You may write the NBTs at any test centre; all universities to which you apply can receive your results.

If required to write mathematics, you must write both tests on the same day.

You are allowed to write the NBTs a second time, but it is not permissible to write only MAT. The NBT Project will report both results, but some faculties only accept the first result.

The NBTs are intended to assess your competence in the language of instruction at tertiary level.

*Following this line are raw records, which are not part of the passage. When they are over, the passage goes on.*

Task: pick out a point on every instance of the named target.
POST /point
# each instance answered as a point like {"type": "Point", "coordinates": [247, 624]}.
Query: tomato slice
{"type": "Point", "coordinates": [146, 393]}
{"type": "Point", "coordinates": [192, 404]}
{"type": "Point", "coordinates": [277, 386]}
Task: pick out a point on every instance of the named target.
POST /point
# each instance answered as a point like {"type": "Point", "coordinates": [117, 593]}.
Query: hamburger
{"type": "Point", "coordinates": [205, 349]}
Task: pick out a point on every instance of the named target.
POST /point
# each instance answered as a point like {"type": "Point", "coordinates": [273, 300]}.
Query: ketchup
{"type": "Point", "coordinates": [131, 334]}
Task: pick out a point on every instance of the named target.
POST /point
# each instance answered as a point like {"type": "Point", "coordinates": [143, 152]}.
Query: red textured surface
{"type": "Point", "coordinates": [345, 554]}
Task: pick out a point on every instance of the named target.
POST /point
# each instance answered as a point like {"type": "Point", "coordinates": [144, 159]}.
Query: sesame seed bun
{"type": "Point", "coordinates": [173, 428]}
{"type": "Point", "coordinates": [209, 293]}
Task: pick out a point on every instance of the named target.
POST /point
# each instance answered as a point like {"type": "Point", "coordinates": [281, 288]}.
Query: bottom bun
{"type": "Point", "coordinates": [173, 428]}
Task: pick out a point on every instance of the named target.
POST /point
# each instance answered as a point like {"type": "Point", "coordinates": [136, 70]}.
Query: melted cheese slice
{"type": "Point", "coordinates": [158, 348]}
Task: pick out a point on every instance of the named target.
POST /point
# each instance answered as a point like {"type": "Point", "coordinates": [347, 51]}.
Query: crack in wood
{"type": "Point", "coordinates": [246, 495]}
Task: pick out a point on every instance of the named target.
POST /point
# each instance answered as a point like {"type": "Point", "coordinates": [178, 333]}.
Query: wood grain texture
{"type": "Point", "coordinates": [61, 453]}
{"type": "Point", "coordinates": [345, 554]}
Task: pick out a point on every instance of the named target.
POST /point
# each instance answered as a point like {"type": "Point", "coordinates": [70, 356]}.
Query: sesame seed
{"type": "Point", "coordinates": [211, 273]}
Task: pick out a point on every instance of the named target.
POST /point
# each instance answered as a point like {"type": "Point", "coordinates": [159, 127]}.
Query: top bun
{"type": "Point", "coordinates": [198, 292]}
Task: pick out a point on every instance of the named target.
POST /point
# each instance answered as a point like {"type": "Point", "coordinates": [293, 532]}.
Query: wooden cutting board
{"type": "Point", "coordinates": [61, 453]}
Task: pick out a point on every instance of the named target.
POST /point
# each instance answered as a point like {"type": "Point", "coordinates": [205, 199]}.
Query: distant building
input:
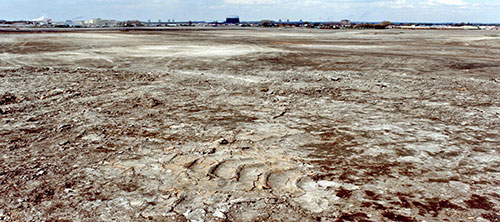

The language policy where you intend to study will determine whether you write the NBTs in English or Afrikaans.


The NBT assesses a writer’s proficiency levels in three content areas, focusing on the following:


Make meaning from text, typical to that encountered in tertiary studies;

  • Understand vocabulary related to academic study, in context;
  • Identify and track points and claims made in texts;
  • Evaluate evidence used to support writers’ claims;
  • Extrapolate and draw inferences and conclusions from text;
  • Differentiate main from supporting ideas in the overall and specific organisation of a passage;
  • Identify text differences that relate to writers’ purposes, audiences, and kinds of communication;
  • Understand and interpret information that is presented visually (e.g. tables and flow-charts); and
  • Understand basic numerical concepts and information used in text.


Select and use a range of quantitative terms and phrases;

  • Apply quantitative procedures in various situations;
  • Formulate and apply formulae;
  • Interpret tables, graphs, charts and text and integrate information from different sources;
  • Do calculations involving multiple steps accurately;
  • Identify trends and patterns in various situations;
  • Apply properties of simple geometric shapes to determine measurements;
  • Reason logically; and
  • Interpret quantitative information presented verbally, symbolically, and graphically.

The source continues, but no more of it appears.